It's nutritious and most animals enjoy it, but there are risks.
Neil Clarkson reports on strategies to minimise those risks.
Pros and Cons
Pros
- Your crop is far less likely to be ruined by rain.
- You can store it outside.
- It retains more food value than hay.
Cons
- It's more costly than hay.
- Bales will be at least twice as heavy as their hay equivalents.
- Specialist gear is needed to move big bales, or you need to employ a
contractor to do it.
- You need to check regularly for holes and repair them.
- Once open, bales need to be fed out within a few days.
- Storage life can vary from bale to bale.
16 June 2007 -- There's nothing like a disastrous hay season to get
farmers thinking about their options. Some think about balage - those
big plastic-wrapped bales of grass that dot the countryside in increasing
numbers as the summer progresses.
Balage is grass that is baled and wrapped soon after cutting, minimising
the risk of loss through rain.
While some contractors now offer wrapped small bales, most is made in
rounds, or big or medium squares. These bales can be stored outside,
which will appeal to many, but once cut open they must be fed out within
a few days. While balage is more costly than hay you have to weigh that
against the higher food value.
Like hay, things can go wrong. There are also risks in feeding it, which
we will consider later.
What is balage?
Balage, silage, and haylage are names for the same basic product:
ensiled grass. It doesn't matter whether the grass is going into a
massive silage pit or a plastic-wrapped bale - the process is the same.
The grass is baled when much greener than hay. Hay is typically baled
with a moisture content between 15% and 17%. Ensiled grass is typically
between 30% and 60%, with the most stable balage usually made in the
higher half of that range.
The grass may only be cut for a day or even less before the balers arrive.
The grass needs to be good quality with a high sugar content.
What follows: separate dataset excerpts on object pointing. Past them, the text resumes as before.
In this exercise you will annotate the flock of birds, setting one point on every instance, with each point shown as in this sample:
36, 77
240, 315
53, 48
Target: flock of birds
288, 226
Coarse,
stemmy grass will not only make inferior balage, it is also more likely
to puncture the plastic wrap.
The contractor needs to produce a good tight bale with as little air in it
as possible. Loose bales are unlikely to make good balage. (When silage
is being made, a digger will trundle backwards and forwards over the grass
for hours, compacting the heap as much as possible.)
Dealing with and preventing holes
There's little point in making balage unless you're going to be diligent
about keeping it sealed up. Farming stores sell tape for the purpose, so
get some before the bales are made. Use the tape to seal up holes as soon
as you find them.
Set aside an area for storing the bales where no stalky material or sharp
stones are likely to puncture the bottom of the bales.
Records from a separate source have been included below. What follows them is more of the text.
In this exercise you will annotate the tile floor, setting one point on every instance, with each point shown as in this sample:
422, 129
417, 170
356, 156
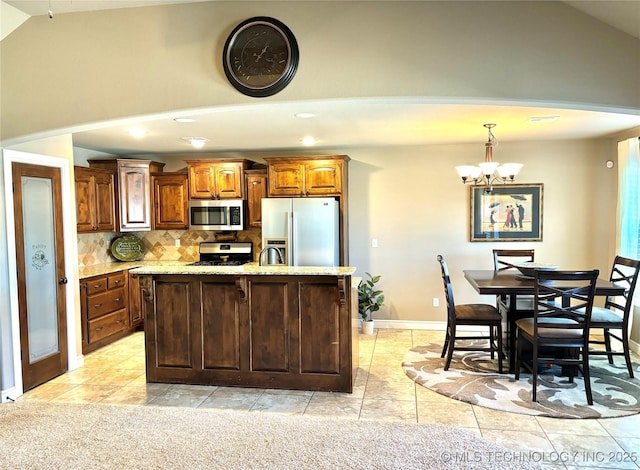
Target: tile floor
115, 374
Check them over carefully for holes once wrapped, and seal them up with
tape. Check again once they're moved off the paddock.
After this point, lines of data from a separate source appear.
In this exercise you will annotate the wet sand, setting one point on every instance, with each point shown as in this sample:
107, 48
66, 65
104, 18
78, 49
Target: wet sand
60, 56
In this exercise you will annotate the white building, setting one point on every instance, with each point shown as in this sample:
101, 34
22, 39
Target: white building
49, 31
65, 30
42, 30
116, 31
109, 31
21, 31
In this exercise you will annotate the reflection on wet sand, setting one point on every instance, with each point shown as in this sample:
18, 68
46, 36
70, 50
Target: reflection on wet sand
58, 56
Stock will chew through balage plastic so erect temporary fencing if
necessary to keep animals out.
Birds can puncture bales with their talons and beaks. Some farmers store
their balage close to busier areas so birds don't get free rein.
Heavier bales are more likely to be damaged when being moved.
Pay the contractor to put extra wrap on each bale. More plastic means less
chance of holes. It has been suggested that two extra layers is as good as
using inoculant.
Keep children and pets from climbing on the bales.
Don't store the bales where you know porina to be a problem.
Soon after, the plastic wrap goes on, sealing the grass from the outside
world. The ensiling process is about to begin. A combination of natural
plant respiration and the action of aerobic bacteria begin to heat the
bale, much as you would expect in a compost heap. But aerobic bacteria
need air and, on a warm day, a wrapped bale can be all out of oxygen in
30 minutes. However, if conditions are cooler, or there is too much air
in the bale, this process can take hours, sometimes even days.
A well-compacted bale may heat as little as 3degC before it runs out of
air. Grass baled when drier is likely to have more air trapped in it, and
the heating process can continue too long. Once temperatures of 40degC or
more are reached, the grass will suffer heat damage and blacken, sometimes
costing more than half the available protein.
Generally, the quicker this aerobic phase is over, the better, because
the goodies you want to feed out to your animals are being used up.
Bacteria are turning useful water-soluble sugars into carbon dioxide and
water, with heat being a major byproduct.
Once the oxygen is gone, this aerobic heating phase will end. However,
waiting in the wings are anaerobic bacteria, which function without the
need for oxygen. They multiply rapidly and begin to ferment the grass,
turning the plant sugars into organic acids - mainly lactic and acetic
acid. As this continues, the bale becomes increasingly acidic.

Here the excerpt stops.